L ‘enfant resta muette. Je soupirai à nouveau.

« De toute façon, continuai-je, si ça ne te plaît pas là-bas, nous pourrons toujours rentrer. »

Cette fois-là, elle leva vers moi des yeux interrogateurs.

« Oui, je te le promets. Si ça ne te plaît pas, nous repartirons immédiatement. Mais il faut essayer, pour voir si nous nous plairons là-bas. Je suis sûre que nous nous y plairons. »

Ensuite le prénom de Mariko disparaît. Elle est appelée « l’enfant » ou « la petite fille ».
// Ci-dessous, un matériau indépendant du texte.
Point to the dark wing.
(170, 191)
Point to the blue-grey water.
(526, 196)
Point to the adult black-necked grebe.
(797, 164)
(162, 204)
Une page plus loin, au début du chapitre XI, qui est le dernier, la vieille Etsuko se réveille.

« Je crus d’abord que quelqu’un, après être passé devant mon lit, avait quitté la pièce en fermant la porte doucement. Puis, un peu mieux réveillée, je me rendis compte que cette idée était absurde. »

Nous n’en saurons pas plus. L’auteur ne dit à aucun moment comment la vie de Sachiko-Etsuko s’articule avec celle d’Etsuko épouse de Jiro et belle-fille d’Ogata.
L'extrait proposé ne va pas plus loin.